Benoit Coeuré pris en flagrant délit de favoritisme
Justement, deux mois plus tôt, Benoît Coeuré, membre du directoire de la Banque centrale européenne, alertait les Etats de la Zone euro de la hausse des taux d’intérêt à venir. Hausse qui aura pour conséquence mécanique de faire baisser la valeur de tous les portefeuilles obligataires servant des taux plus bas.
« Il est clair que le secteur financier et les autres acteurs économiques, notamment les Etats, doivent se préparer à un environnement de taux d’intérêt plus élevés », a-t-il déclaré. Le cynisme a été relevé par le blogueur Bruno Bertez : Benoît Coeuré « ose dire qu’il faut monter les taux parce que les taux bas ‘ce n’est pas bon pour les banques, ça érode la marge d’intérêt‘. Il pourrait au moins faire semblant de s‘intéresser aux épargnants et dire que les taux trop bas les spolient depuis des années. »
Hausse des taux, pour quand ?
Hausse des taux ? Quand se produira-t-elle ? Sans doute pas demain, mais peut-être après-demain. Courant 2018, selon l’équipe de recherche de Natixis. En cause, le fait que la BCE ne peut pas se permettre de prendre le risque d’entériner un quantitative easing illimité et assumer les conséquences qui en découlent.
Quoi qu’il en soit, le bilan de la BCE dépasse au mois de mai celui de la Fed avec 4 157 Mds€. Seule la Banque Populaire de Chine fait « mieux ». Naturellement, quand Mario Draghi scrute le ciel, tout est bleu et aucun nuage ne pointe à l’horizon.

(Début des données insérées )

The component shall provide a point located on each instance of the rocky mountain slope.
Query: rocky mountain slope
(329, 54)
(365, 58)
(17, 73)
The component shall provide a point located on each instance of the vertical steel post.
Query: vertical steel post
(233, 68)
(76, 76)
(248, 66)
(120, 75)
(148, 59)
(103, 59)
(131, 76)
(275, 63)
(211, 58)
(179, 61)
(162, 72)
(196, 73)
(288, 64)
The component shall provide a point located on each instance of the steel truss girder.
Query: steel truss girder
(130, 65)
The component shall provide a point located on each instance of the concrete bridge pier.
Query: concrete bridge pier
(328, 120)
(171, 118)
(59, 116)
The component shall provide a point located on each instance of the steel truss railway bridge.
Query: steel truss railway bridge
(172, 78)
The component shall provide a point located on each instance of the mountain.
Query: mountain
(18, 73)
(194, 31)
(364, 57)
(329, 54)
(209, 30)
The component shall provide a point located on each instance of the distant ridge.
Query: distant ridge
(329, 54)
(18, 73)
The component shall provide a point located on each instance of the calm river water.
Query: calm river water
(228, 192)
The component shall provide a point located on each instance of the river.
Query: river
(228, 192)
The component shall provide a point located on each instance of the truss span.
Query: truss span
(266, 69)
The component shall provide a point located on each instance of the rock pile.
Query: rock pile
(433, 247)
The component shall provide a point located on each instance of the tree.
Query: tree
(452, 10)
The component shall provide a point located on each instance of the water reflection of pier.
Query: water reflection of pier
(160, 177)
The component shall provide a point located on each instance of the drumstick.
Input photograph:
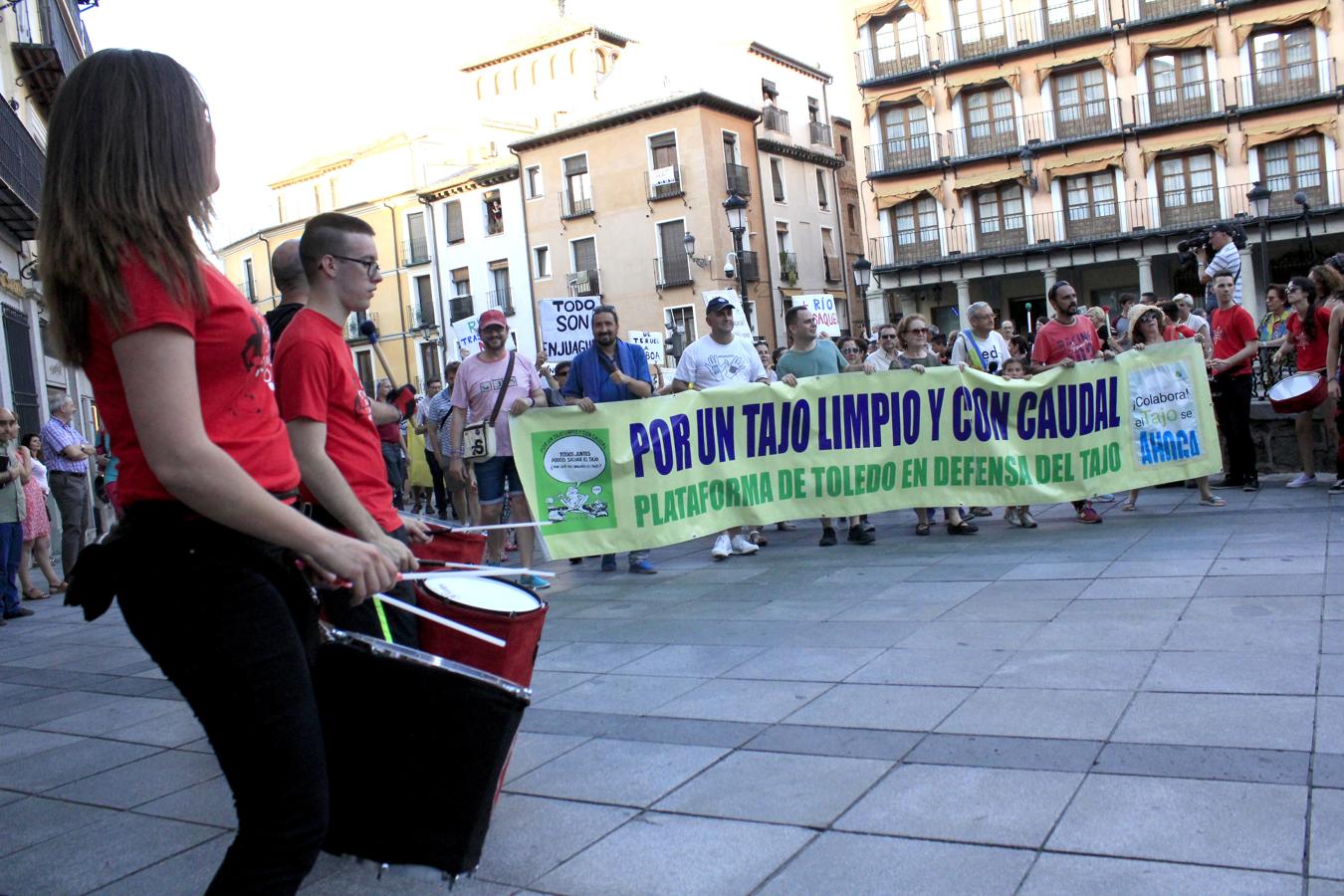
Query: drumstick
(425, 614)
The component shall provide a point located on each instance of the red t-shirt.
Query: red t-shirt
(1055, 341)
(233, 377)
(1232, 328)
(315, 380)
(1310, 352)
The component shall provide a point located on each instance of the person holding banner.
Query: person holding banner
(721, 358)
(598, 375)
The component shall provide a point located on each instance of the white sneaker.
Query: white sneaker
(741, 546)
(722, 549)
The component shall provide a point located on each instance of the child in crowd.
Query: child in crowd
(1020, 515)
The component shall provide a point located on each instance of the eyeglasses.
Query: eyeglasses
(368, 264)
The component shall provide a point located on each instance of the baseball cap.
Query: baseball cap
(718, 304)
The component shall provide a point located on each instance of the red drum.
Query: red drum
(496, 607)
(452, 547)
(1298, 392)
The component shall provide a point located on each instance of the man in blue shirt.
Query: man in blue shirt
(610, 371)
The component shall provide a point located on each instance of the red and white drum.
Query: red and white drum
(1298, 392)
(502, 608)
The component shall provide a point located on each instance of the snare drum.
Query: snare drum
(1298, 392)
(502, 608)
(415, 747)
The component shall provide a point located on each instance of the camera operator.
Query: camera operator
(1226, 260)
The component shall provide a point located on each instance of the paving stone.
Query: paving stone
(678, 854)
(1083, 669)
(1220, 720)
(1031, 712)
(1056, 873)
(1213, 764)
(622, 773)
(1213, 822)
(882, 865)
(889, 707)
(1232, 672)
(1001, 806)
(787, 788)
(530, 835)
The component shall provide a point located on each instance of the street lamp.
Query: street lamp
(1258, 198)
(736, 208)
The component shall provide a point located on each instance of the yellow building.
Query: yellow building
(361, 184)
(1012, 142)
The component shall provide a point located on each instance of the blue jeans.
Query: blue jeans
(11, 549)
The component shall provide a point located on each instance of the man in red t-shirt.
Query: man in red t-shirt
(331, 421)
(1235, 342)
(1063, 341)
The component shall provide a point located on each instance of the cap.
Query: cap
(718, 304)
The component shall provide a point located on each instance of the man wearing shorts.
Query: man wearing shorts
(475, 394)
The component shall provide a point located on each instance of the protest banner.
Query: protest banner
(645, 473)
(566, 326)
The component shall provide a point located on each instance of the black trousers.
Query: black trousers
(231, 622)
(1232, 408)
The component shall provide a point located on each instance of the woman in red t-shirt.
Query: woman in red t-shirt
(203, 563)
(1308, 338)
(1148, 326)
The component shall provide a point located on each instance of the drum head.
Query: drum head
(1293, 385)
(483, 594)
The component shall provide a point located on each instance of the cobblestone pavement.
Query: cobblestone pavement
(1152, 706)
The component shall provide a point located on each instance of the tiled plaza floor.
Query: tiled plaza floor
(1151, 706)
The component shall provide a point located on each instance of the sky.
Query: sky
(293, 80)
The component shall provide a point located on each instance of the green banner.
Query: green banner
(663, 470)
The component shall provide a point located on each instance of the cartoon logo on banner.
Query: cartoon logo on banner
(575, 477)
(1164, 414)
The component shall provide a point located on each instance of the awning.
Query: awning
(957, 81)
(899, 95)
(894, 193)
(1083, 162)
(1106, 60)
(1314, 11)
(987, 179)
(1218, 142)
(884, 8)
(1197, 37)
(1263, 133)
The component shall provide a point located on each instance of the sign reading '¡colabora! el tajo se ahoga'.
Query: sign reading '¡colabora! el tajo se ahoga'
(645, 473)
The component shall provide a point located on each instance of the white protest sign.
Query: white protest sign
(740, 320)
(566, 326)
(651, 342)
(822, 308)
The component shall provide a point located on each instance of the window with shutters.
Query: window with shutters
(453, 222)
(1189, 189)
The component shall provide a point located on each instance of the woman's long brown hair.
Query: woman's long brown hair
(129, 164)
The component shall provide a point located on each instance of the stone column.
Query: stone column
(1145, 274)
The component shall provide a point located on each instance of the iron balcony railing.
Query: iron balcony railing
(740, 179)
(886, 61)
(460, 307)
(415, 251)
(574, 206)
(1185, 103)
(583, 283)
(664, 183)
(902, 153)
(1298, 81)
(672, 272)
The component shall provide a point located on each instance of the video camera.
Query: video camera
(1198, 239)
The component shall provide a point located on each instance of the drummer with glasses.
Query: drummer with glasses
(1308, 338)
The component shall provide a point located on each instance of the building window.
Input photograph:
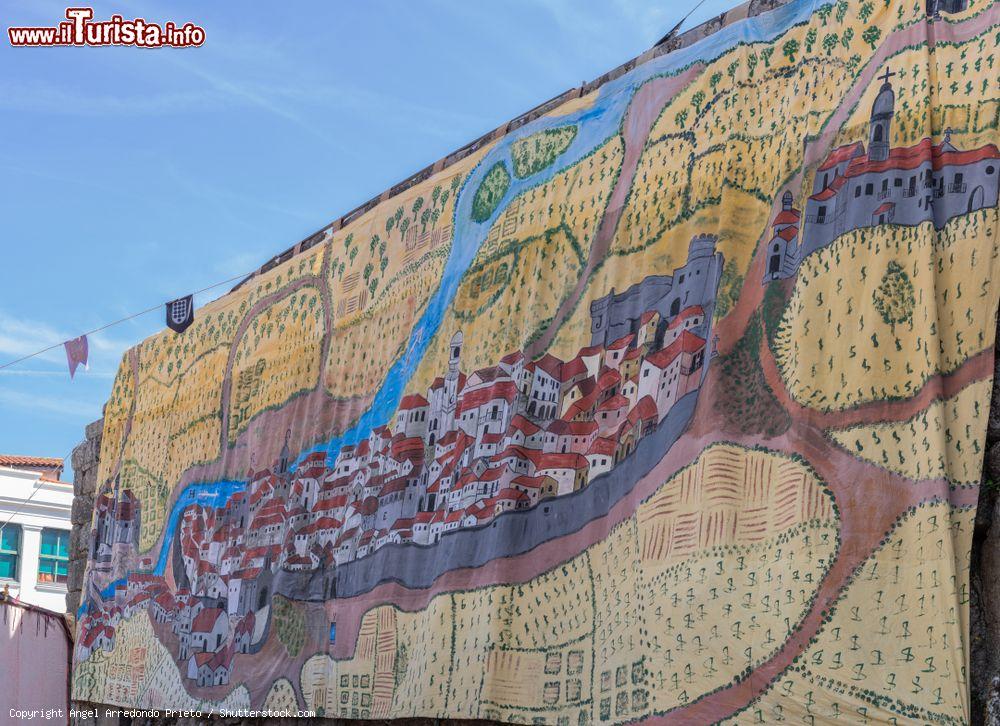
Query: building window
(53, 559)
(10, 545)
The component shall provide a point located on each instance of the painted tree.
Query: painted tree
(894, 298)
(841, 11)
(789, 49)
(871, 35)
(696, 100)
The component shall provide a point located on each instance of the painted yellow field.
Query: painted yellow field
(946, 439)
(529, 263)
(836, 349)
(709, 576)
(897, 639)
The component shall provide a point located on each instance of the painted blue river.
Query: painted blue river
(595, 125)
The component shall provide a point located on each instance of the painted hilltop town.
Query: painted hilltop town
(477, 446)
(854, 189)
(595, 422)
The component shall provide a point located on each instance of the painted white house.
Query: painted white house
(34, 545)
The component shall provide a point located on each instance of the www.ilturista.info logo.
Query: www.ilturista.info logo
(81, 29)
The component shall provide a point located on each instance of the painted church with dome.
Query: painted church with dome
(854, 189)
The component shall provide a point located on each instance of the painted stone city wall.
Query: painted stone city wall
(588, 426)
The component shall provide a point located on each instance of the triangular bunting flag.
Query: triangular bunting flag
(180, 313)
(77, 351)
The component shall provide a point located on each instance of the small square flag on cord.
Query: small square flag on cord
(180, 313)
(77, 352)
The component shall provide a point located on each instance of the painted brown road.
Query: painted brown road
(643, 110)
(977, 368)
(870, 502)
(731, 328)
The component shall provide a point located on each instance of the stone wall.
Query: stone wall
(85, 458)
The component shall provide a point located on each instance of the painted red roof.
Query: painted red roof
(414, 400)
(18, 460)
(610, 377)
(573, 368)
(502, 390)
(788, 233)
(791, 216)
(528, 482)
(910, 157)
(206, 619)
(615, 402)
(687, 342)
(520, 423)
(550, 364)
(830, 191)
(562, 461)
(622, 342)
(602, 446)
(841, 154)
(572, 428)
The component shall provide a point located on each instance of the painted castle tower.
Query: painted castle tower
(854, 189)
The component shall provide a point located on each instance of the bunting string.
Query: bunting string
(121, 320)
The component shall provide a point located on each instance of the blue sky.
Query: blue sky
(129, 177)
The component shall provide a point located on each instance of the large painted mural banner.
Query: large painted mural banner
(669, 404)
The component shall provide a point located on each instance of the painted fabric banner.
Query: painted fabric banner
(670, 403)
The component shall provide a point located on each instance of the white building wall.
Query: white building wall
(34, 504)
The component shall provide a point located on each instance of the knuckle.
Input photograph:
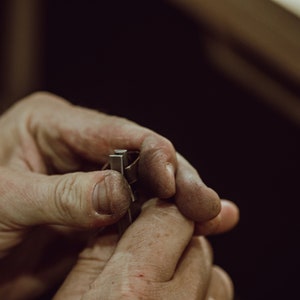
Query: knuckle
(67, 195)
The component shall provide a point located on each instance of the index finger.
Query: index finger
(66, 133)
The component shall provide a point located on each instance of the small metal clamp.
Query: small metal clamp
(126, 162)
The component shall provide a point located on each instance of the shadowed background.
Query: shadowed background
(148, 61)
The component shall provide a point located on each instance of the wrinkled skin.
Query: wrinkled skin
(54, 201)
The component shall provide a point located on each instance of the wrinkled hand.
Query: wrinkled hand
(156, 258)
(50, 155)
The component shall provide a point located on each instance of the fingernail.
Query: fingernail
(99, 198)
(170, 169)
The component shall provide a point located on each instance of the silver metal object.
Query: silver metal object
(126, 162)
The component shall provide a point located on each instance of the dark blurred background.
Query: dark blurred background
(148, 61)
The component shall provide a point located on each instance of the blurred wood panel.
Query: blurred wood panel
(21, 46)
(256, 43)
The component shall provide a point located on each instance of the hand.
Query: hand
(50, 151)
(156, 258)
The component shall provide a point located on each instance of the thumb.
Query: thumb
(83, 200)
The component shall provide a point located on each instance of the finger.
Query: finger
(225, 221)
(90, 264)
(193, 273)
(194, 199)
(221, 286)
(76, 132)
(147, 252)
(83, 200)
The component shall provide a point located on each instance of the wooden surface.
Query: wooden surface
(254, 42)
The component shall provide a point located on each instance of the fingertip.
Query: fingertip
(221, 285)
(200, 203)
(230, 213)
(225, 221)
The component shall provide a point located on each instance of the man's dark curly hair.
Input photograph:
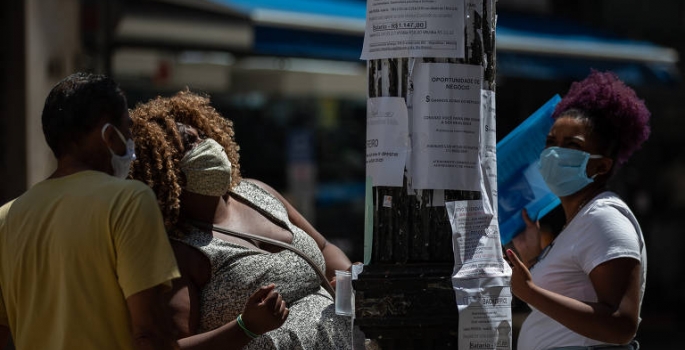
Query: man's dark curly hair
(161, 143)
(614, 112)
(76, 105)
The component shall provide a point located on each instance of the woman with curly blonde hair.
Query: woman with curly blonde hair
(187, 154)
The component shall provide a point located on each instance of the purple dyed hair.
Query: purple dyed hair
(604, 99)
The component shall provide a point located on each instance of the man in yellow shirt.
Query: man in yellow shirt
(84, 257)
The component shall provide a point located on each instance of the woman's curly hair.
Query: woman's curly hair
(618, 117)
(160, 144)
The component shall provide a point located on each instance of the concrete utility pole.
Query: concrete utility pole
(404, 297)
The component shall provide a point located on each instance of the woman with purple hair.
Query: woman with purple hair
(585, 289)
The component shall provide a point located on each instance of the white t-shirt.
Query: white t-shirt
(603, 230)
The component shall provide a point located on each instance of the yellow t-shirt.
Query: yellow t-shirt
(72, 249)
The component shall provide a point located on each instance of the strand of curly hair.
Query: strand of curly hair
(160, 146)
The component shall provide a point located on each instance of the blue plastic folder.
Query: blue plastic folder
(519, 183)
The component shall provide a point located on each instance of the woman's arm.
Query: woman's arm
(612, 319)
(264, 310)
(335, 258)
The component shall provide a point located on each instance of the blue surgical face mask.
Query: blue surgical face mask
(121, 164)
(565, 170)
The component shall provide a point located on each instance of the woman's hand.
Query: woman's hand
(265, 310)
(527, 243)
(521, 279)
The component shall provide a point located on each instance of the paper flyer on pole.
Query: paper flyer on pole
(446, 126)
(414, 28)
(481, 277)
(488, 146)
(387, 140)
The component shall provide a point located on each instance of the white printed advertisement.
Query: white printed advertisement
(414, 28)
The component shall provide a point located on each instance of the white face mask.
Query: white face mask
(207, 169)
(121, 164)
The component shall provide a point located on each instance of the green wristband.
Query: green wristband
(242, 326)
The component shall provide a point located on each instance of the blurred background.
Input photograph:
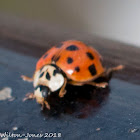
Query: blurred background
(112, 19)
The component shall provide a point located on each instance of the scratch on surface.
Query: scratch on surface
(5, 93)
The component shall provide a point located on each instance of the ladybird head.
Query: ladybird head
(48, 79)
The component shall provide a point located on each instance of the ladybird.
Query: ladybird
(70, 62)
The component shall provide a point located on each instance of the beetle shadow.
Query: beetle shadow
(79, 101)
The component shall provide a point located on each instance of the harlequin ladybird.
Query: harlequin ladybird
(70, 62)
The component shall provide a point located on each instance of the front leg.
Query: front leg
(29, 96)
(25, 78)
(62, 91)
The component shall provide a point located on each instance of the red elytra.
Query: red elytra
(78, 61)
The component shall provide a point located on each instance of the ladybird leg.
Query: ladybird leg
(47, 105)
(100, 85)
(29, 96)
(62, 91)
(110, 71)
(25, 78)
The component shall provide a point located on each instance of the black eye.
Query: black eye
(55, 72)
(48, 76)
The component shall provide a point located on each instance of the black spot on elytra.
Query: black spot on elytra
(69, 60)
(77, 69)
(92, 69)
(45, 55)
(41, 74)
(55, 72)
(48, 76)
(59, 45)
(55, 59)
(72, 48)
(90, 56)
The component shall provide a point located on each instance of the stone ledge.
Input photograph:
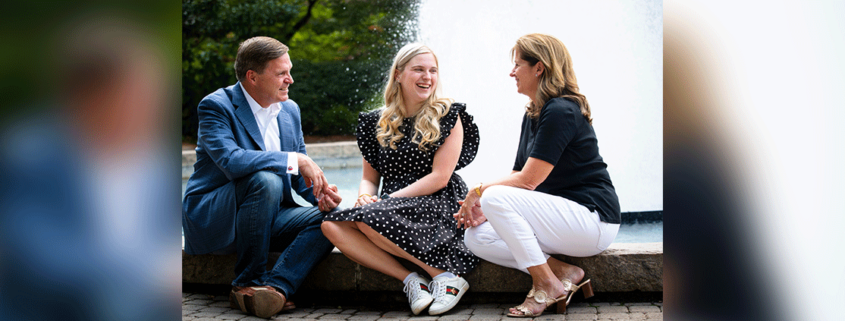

Du côté des assureurs : les fonds euros "ne sont pas morts, mais c’est pour bientôt" !
Après Spirica au mois de décembre, c’est au tour de Nortia d’abandonner au mois de mars la garantie à 100% de ses fonds euros. Ses deux contrats Private Vie et Canopia se voient intégrer la nouvelle famille de fonds euros « EuroActifs #2 » qui affichera « un niveau de garantie du capital fixé à 98% ». Deux mois plus tard, Philippe Parguey, en charge du développement chez Nortia, résumait la situation de manière on ne peut plus claire :
« [les fonds euros] ne sont pas morts, mais c’est pour bientôt. Structurellement, la rentabilité des fonds euros ne peut être tenue. […] Ce sont d’énormes paquebots lancés à pleine vitesse, dont le moteur est coupé, ils ralentissent progressivement jusqu’au jour où ils avanceront moins vite que le courant. Pour parer à la faiblesse des perspectives de ce support, il faut accepter de prendre une part de risque. »
A côté de cela, la déclaration de Bernard Lebras, président du directoire de Suravenir, fait presque petit joueur : « nous rentrons dans un scénario où le modèle économique de l’assurance-vie n’est plus équilibré », a-t-il déclaré au mois de mai dans Gestion de Fortune.